Lessons from a Live Server Issue in .NET
(Updated Below)
A couple of months back my company was asked to upgrade the MCMS based public site of a client. We performed the upgrade for a subsite from .NET 1.1 to .NET 2.0. When we rolled out the upgraded code, we also changed the .NET runtime in their main rootsite and other virtual directories to .NET 2.0 runtime.
The load balanced site ran for 4 hours on both servers and then started giving "server very busy" (HTTP 503) errors. We were alerted and then worked off and on for 3 weeks and found the problem.
The problem had to do with HttpWebRequest-Response objects in .NET 1.1 and 2.0.
The 1.1 and 2.0 documentation for HttpWebResponse clearly states that not closing the response stream will cause a server to run out of connections. The behavior thereafter is not defined, but we found the behavior alright - subsequent threads that try to open the response stream just HANG. They block the entire request execution and the server starts throwing HTTP 503 errors.
Here is the offending code:
This code does NOT close the response object. It should call “resp.Close();”.
Yet, this code worked fine in the client's live environment for 2 years. Why?
We found that .NET 1.1 actually recovers the response stream even though the documentation says otherwise. That is, there is a loophole in .NET 1.1 for people who do not close the response stream.
In .NET 2.0, that loophole is closed. Therefore, the above codebase hangs the server if upgraded to .NET 2.0.
Lessons we learnt
This was a contentious engagement with accusations and defenses about what went wrong. But we learnt a few lessons that I am documenting here:
1. When we upgrade or make a change in an environment and the server starts misbehaving ALWAYS suspect the upgrade or the change. With automatic windows updating and external system dependencies, it is easy to dismiss a problem as coincidental to an upgrade. Most of the time that is not the case. Most of the time it is a change that was consciously made.
In our case, the code that we actually upgraded to 2.0 was working fine. It was the legacy 1.1 code that was running in the 2.0 runtime that showed issues. Therefore, from the first, we thought the upgrade was NOT the cause. Of course, it turned out it was.

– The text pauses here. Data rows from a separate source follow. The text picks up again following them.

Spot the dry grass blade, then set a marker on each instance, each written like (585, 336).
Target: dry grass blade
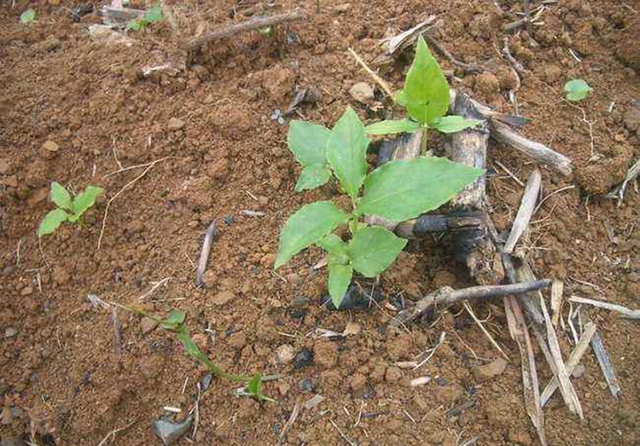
(624, 311)
(528, 204)
(520, 333)
(572, 362)
(566, 388)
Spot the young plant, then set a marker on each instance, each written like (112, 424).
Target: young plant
(153, 14)
(425, 97)
(398, 191)
(577, 90)
(29, 16)
(68, 208)
(175, 323)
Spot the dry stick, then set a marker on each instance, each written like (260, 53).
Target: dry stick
(519, 332)
(624, 311)
(204, 254)
(574, 358)
(528, 204)
(373, 75)
(249, 25)
(566, 388)
(605, 364)
(446, 296)
(128, 185)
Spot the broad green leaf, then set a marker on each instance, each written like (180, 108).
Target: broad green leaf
(426, 92)
(84, 201)
(336, 248)
(404, 189)
(577, 90)
(173, 320)
(391, 127)
(339, 280)
(306, 226)
(312, 176)
(346, 152)
(373, 249)
(307, 142)
(60, 196)
(454, 123)
(51, 222)
(154, 14)
(28, 16)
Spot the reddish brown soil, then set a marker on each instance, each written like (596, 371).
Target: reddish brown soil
(60, 373)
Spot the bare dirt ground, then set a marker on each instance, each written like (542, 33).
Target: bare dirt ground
(61, 378)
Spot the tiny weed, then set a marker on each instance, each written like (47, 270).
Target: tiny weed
(29, 16)
(153, 14)
(397, 191)
(68, 208)
(577, 90)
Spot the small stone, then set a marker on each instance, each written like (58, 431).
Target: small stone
(285, 354)
(303, 358)
(578, 371)
(51, 146)
(147, 325)
(490, 370)
(361, 92)
(222, 298)
(175, 124)
(306, 385)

2. Always suspect code. If threads hang or we get weird errors in an environment with load, it is natural to suspect that the code is not the problem. We tend to suspect external system configurations, any change to configuration, or hardware issues. In my experience, things keep coming back to the code. Suspect the code first and do not be afraid of debugging in the server with trace statements, file logs - anything.

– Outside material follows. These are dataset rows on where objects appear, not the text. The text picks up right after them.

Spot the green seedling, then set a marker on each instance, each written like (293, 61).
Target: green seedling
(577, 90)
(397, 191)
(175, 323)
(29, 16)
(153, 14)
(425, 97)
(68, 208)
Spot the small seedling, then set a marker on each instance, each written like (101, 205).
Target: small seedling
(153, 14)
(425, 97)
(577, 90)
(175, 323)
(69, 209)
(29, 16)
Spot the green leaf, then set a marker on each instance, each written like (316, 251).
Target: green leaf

3. Always check connections to external systems. More specifically, suspect resources such as database connection pools, socket connections, web services. The above point (point 2) should be used in conjunction with this - instead of randomly checking the code or code reviews, check wherever external connections such as sockets or database readers are opened.

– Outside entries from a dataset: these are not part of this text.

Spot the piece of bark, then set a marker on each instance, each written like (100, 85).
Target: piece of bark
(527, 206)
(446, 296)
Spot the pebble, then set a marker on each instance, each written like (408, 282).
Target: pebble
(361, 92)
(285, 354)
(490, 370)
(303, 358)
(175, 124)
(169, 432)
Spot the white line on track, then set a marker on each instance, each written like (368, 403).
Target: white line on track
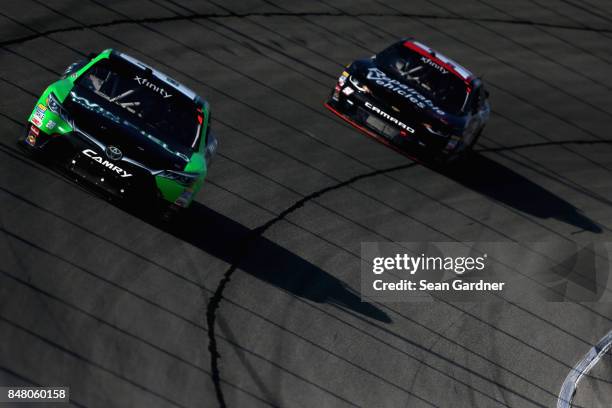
(568, 389)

4. One thing that helps immensely is a simple stress test with a tool such as Web Application Stress Tool (WAST) from Microsoft. It is free and there is no reason not to record a session and run a test with 50 threads for 30 minutes every time you make major changes. I also suggest running such a test in every environment - not just staging or live. Run it in your own computer, if possible.
5. Do not hesitate to put trace statements or Response.Writes or writes to a file in code in the server - if time is of essence. This is an advantage with ASP.NET 2.0's dynamic compilation or even legacy ASP and PHP. I found the threads hanging by using System.IO.File.WriteAllText method. It takes a path+filename and a string and writes the string to that file. By putting debug statements in different parts of the code, I could find the last place where the code was stuck.
Update
The performance counters that were most useful during this issue were the ASP.NET 2.0 (or ASP.NET 1.1) object with the counters Requests Queued and Requests Current.
During stress testing the criteria that was most useful in WAST was Socket Timeouts. There were many timeouts and after fixing the issue there were none.
A couple of months back my company was asked to upgrade the MCMS based public site of a client. We performed the upgrade for a subsite from .NET 1.1 to .NET 2.0. When we rolled out the upgraded code, we also changed the .NET runtime in their main rootsite and other virtual directories to .NET 2.0 runtime.
The load balanced site ran for 4 hours on both servers and then started giving "server very busy" (HTTP 503) errors. We were alerted and then worked off and on for 3 weeks and found the problem.
The problem had to do with HttpWebRequest-Response objects in .NET 1.1 and 2.0.
The 1.1 and 2.0 documentation for HttpWebResponse clearly states that not closing the response stream will cause a server to run out of connections. The behavior thereafter is not defined, but we found the behavior alright - subsequent threads that try to open the response stream just HANG. They block the entire request execution and the server starts throwing HTTP 503 errors.
Here is the offending code:
string sURL = "http://localhost/NR/...";
HttpWebRequest wReq = (HttpWebRequest)WebRequest.Create(sURL);
wReq.Method = "HEAD";
HttpWebResponse resp = (HttpWebResponse)(wReq).GetResponse();
string cntLen = resp.Headers["Content-length"];
This code does NOT close the response object. It should call “resp.Close();”.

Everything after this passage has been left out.